Investors are likely “selling European assets and buying the dollar and gold,” said Michael Smith, president of T&K Futures and Options. “When you get days like today when you see gold and the US dollar up, that makes you think there’s a lot of fear in the market.”
Gold, like other US dollar-denominated commodities, tends to move inversely to the greenback, as a falling US currency makes the futures cheaper for market participants using other currencies. But both safe-harbour assets can rise in tandem when investors are wary of the outlook for other assets.
The ICE US Dollar Index, which tracks the currency against those of some major US trading partners, was at 75.072 at the close of Comex floor trading, up from 74.649 late in the previous New York session.
Also, China’s central bank announced last night its third interest-rate increase this year.
China’s government has been struggling for much of the last year to keep the country’s rapidly growing economy from overheating, raising concerns that tighter credit conditions could hit economic activity in one of the world’s major growth engines and rattle markets.
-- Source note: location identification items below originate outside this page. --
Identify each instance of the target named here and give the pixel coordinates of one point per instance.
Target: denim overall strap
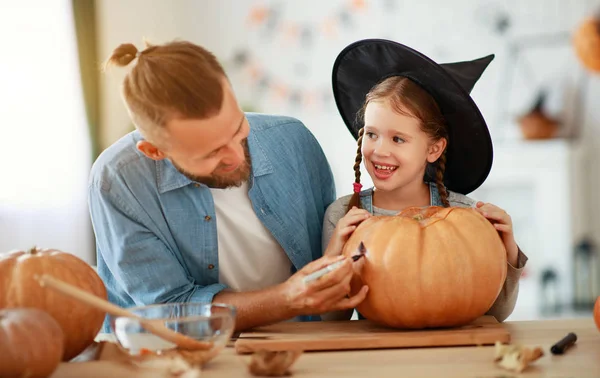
(434, 195)
(366, 199)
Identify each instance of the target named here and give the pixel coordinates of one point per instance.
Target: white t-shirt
(249, 256)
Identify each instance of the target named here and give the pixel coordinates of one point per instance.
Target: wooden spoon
(157, 328)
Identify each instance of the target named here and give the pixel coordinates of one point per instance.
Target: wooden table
(582, 360)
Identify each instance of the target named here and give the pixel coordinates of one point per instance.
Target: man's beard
(229, 180)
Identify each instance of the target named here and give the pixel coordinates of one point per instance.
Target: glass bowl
(213, 323)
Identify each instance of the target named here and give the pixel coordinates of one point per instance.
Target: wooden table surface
(581, 360)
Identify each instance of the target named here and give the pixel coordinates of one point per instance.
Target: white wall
(445, 31)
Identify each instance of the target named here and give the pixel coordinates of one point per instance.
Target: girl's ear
(436, 149)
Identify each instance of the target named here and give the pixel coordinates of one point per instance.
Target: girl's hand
(344, 229)
(503, 223)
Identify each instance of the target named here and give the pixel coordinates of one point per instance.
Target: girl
(422, 140)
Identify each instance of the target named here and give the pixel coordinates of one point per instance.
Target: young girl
(422, 140)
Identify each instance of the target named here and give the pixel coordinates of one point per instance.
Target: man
(205, 203)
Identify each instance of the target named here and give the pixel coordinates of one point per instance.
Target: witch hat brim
(363, 64)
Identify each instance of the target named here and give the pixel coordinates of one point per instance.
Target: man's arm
(294, 297)
(151, 273)
(143, 265)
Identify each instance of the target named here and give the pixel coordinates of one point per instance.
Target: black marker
(562, 345)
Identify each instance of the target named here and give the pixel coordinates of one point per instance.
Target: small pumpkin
(428, 267)
(597, 313)
(587, 43)
(19, 288)
(31, 343)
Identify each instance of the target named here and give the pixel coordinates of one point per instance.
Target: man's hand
(327, 293)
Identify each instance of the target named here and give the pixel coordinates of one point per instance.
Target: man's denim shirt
(156, 230)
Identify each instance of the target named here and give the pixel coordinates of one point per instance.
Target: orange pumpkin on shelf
(431, 267)
(19, 288)
(587, 43)
(31, 343)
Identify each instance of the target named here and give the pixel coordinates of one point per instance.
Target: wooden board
(364, 334)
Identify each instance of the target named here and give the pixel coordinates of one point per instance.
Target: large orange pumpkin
(19, 288)
(431, 267)
(587, 43)
(31, 343)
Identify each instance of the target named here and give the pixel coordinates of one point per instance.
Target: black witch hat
(365, 63)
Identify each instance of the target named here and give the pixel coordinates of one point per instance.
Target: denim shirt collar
(169, 178)
(366, 198)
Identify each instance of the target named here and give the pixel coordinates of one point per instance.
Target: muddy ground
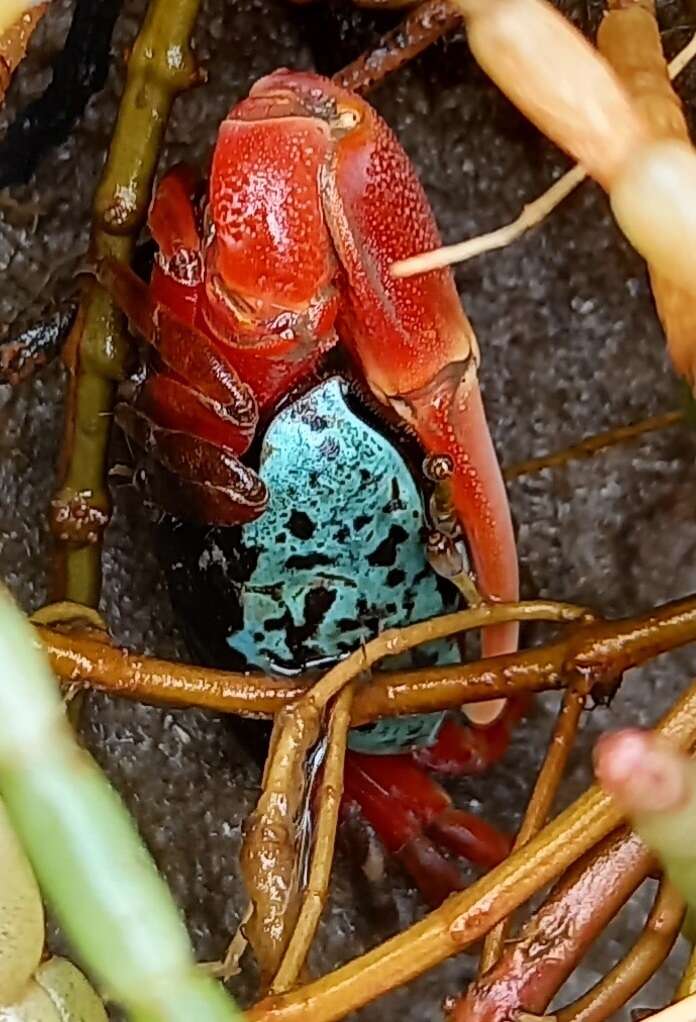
(570, 346)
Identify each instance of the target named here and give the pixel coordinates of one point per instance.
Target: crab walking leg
(103, 887)
(574, 97)
(269, 856)
(467, 916)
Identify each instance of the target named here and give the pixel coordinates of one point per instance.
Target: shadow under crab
(561, 331)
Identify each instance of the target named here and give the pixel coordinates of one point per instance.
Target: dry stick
(647, 955)
(418, 31)
(532, 214)
(328, 801)
(541, 802)
(600, 650)
(466, 917)
(590, 446)
(268, 855)
(160, 66)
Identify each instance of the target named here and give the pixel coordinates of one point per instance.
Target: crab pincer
(413, 341)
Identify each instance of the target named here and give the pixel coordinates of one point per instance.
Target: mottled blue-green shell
(338, 554)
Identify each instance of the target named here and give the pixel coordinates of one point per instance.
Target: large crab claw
(416, 346)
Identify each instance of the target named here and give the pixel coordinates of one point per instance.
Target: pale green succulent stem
(159, 66)
(90, 863)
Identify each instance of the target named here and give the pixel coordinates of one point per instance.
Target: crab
(313, 522)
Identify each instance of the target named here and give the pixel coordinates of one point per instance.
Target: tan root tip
(484, 713)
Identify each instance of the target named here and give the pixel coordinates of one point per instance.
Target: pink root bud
(643, 773)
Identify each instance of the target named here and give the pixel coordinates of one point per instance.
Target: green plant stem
(86, 852)
(160, 66)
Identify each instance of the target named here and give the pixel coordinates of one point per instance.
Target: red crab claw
(414, 818)
(411, 336)
(193, 418)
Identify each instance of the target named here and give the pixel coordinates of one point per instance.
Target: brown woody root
(271, 848)
(629, 37)
(598, 652)
(538, 963)
(644, 959)
(466, 917)
(418, 31)
(13, 43)
(541, 802)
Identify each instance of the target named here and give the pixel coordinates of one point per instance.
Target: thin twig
(418, 31)
(590, 446)
(467, 916)
(532, 214)
(541, 802)
(644, 959)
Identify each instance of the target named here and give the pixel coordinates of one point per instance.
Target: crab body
(338, 554)
(284, 256)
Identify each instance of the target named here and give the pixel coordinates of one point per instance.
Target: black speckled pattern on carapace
(570, 345)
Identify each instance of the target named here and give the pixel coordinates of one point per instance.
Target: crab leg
(411, 813)
(414, 342)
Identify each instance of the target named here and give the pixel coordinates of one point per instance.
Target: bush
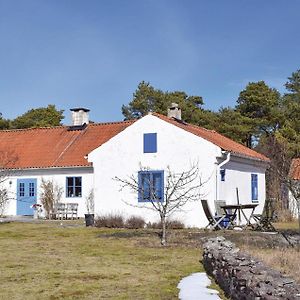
(172, 224)
(135, 222)
(110, 221)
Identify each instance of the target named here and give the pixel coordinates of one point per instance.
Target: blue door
(26, 196)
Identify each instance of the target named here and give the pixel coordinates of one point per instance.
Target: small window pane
(150, 186)
(31, 189)
(21, 189)
(74, 186)
(78, 181)
(78, 191)
(254, 187)
(150, 143)
(70, 181)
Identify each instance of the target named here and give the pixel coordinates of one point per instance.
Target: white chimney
(174, 111)
(80, 116)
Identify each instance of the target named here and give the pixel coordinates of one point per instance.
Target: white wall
(58, 175)
(238, 176)
(123, 154)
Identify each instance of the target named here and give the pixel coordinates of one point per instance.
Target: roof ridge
(33, 128)
(213, 139)
(114, 122)
(66, 126)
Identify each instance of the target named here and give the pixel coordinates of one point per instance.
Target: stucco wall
(58, 175)
(238, 176)
(123, 155)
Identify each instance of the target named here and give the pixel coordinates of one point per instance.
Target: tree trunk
(298, 208)
(164, 229)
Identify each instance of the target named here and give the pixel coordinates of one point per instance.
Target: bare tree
(294, 187)
(51, 194)
(179, 189)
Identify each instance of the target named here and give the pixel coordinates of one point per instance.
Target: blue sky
(94, 53)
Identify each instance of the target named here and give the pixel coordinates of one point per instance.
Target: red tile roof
(216, 138)
(60, 147)
(56, 146)
(295, 169)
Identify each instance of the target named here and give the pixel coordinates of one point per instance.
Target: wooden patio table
(238, 209)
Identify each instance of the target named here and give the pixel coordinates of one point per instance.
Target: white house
(88, 156)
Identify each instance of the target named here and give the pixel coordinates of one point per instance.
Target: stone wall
(242, 277)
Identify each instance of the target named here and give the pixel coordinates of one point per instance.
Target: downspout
(218, 171)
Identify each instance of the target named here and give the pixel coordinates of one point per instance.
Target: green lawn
(51, 261)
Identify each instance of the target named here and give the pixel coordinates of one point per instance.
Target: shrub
(135, 222)
(175, 224)
(171, 224)
(110, 221)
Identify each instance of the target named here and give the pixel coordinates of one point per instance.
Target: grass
(50, 261)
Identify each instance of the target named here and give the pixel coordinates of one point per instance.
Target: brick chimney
(80, 116)
(174, 111)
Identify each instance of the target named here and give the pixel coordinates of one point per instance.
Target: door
(26, 196)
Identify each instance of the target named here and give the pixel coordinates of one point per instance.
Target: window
(151, 186)
(254, 187)
(22, 189)
(31, 189)
(74, 186)
(150, 142)
(222, 173)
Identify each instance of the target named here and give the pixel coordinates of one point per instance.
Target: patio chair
(263, 223)
(72, 210)
(213, 222)
(229, 216)
(59, 211)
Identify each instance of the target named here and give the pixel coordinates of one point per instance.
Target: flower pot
(89, 219)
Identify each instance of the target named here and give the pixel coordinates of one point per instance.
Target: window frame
(254, 187)
(222, 174)
(21, 189)
(151, 173)
(73, 187)
(150, 142)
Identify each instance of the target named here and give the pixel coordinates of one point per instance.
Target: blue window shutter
(222, 173)
(254, 187)
(150, 186)
(150, 142)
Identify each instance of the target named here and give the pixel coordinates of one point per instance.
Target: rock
(242, 277)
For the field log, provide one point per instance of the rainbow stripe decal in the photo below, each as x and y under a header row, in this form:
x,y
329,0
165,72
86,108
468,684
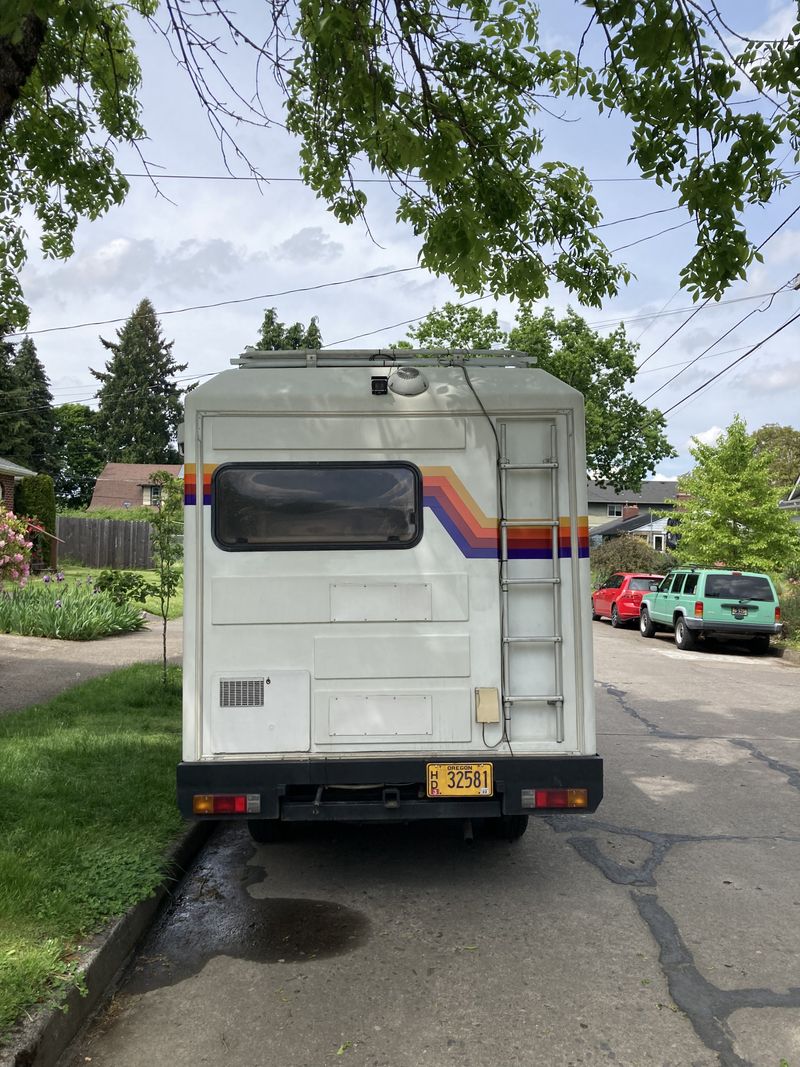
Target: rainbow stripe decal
x,y
477,535
190,482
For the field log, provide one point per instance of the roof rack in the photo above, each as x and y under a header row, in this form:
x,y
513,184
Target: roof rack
x,y
252,357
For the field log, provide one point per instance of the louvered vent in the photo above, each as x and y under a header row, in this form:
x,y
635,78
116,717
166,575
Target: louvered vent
x,y
241,693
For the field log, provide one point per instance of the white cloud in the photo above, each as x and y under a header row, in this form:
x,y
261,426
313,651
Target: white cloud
x,y
309,245
706,436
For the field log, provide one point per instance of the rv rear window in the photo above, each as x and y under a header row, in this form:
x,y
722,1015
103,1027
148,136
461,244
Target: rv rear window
x,y
284,506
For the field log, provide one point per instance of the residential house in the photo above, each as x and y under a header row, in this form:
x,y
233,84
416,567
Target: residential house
x,y
642,524
128,484
606,504
11,473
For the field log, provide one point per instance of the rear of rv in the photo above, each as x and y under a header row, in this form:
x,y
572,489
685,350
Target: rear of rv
x,y
386,573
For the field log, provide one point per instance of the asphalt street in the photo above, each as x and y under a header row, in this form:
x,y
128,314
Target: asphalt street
x,y
661,932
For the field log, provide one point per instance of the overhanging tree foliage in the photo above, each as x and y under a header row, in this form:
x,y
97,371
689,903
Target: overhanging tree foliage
x,y
140,403
731,514
625,441
445,97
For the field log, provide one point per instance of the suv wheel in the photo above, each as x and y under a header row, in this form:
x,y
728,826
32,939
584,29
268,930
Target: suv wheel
x,y
684,637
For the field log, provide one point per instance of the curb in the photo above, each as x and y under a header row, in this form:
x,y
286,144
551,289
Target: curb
x,y
43,1040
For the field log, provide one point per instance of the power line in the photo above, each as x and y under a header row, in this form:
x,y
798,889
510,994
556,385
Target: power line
x,y
733,363
219,303
708,299
754,311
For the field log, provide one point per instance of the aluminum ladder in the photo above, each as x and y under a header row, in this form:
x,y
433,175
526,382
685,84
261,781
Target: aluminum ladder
x,y
507,468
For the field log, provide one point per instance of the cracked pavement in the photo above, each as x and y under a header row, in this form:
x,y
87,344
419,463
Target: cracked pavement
x,y
661,932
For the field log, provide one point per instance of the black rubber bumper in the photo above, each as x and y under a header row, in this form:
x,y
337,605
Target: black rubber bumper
x,y
326,790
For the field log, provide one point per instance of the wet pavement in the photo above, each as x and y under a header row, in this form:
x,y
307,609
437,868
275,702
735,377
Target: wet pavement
x,y
665,930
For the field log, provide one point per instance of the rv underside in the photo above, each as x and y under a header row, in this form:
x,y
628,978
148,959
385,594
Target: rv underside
x,y
385,790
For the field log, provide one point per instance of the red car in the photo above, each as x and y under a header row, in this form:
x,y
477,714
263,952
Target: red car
x,y
619,596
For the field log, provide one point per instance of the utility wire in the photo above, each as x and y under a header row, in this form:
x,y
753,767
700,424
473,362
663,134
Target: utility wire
x,y
733,363
708,299
754,311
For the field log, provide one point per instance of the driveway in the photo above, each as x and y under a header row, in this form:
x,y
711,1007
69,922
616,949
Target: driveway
x,y
35,669
662,932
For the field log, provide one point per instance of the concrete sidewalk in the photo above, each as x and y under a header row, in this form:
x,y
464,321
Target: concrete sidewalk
x,y
35,669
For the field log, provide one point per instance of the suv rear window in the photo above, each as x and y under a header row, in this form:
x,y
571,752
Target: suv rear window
x,y
738,587
284,506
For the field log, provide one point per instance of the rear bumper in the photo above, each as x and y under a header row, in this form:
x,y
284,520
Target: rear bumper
x,y
739,628
385,790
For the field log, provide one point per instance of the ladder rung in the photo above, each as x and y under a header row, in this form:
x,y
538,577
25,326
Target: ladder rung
x,y
530,522
516,698
527,466
530,639
530,582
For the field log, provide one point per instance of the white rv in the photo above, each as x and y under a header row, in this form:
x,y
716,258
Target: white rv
x,y
386,591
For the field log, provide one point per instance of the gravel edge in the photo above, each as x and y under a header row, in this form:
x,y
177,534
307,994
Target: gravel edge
x,y
42,1040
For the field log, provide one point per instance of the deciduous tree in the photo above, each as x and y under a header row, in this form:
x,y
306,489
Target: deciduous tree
x,y
140,402
731,514
445,98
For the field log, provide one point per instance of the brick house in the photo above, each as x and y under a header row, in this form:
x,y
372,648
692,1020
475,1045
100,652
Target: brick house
x,y
128,484
11,473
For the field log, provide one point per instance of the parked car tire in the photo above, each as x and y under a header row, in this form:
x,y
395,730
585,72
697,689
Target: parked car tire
x,y
684,637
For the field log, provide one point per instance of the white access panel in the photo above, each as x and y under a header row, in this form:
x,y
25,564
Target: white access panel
x,y
259,712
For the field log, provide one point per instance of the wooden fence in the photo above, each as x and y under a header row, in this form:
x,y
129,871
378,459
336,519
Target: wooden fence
x,y
106,542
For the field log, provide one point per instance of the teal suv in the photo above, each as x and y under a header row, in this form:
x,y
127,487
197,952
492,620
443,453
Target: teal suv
x,y
694,602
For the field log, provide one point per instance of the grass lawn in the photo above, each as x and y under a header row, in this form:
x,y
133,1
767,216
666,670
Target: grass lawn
x,y
152,605
88,795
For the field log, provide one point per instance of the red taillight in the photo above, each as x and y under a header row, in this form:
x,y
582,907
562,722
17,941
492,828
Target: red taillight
x,y
562,798
220,803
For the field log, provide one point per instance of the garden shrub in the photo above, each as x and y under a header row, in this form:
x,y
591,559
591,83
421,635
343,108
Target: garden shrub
x,y
15,548
72,611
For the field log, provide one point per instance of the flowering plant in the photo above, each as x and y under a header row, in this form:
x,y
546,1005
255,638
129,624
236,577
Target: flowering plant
x,y
15,548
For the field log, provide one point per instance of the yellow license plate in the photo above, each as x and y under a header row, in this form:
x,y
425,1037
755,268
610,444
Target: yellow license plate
x,y
460,780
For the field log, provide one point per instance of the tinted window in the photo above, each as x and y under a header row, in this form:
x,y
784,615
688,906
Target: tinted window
x,y
737,587
262,506
641,584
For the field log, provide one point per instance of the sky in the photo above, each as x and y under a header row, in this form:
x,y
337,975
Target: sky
x,y
201,241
Metals traders are also looking ahead to tonight’s monthly monetary policy announcement from the European Central Bank and tomorrow night’s US unemployment report.
Silver also rose, building yesterday’s surge of more than 5 per cent as the metal benefited from investors’ flight to safety. September-delivery silver rose US50.6 cents, or 1.4 per cent, to $US35.916 a troy ounce.
Platinum and palladium, demand for which is driven by the auto industry, fell today on a cautious outlook for global growth. Platinum for October delivery fell 0.5 per cent, to $US1733.40 a troy ounce. Palladium for September delivery ended down 0.3 per cent, to $US773.20 an ounce.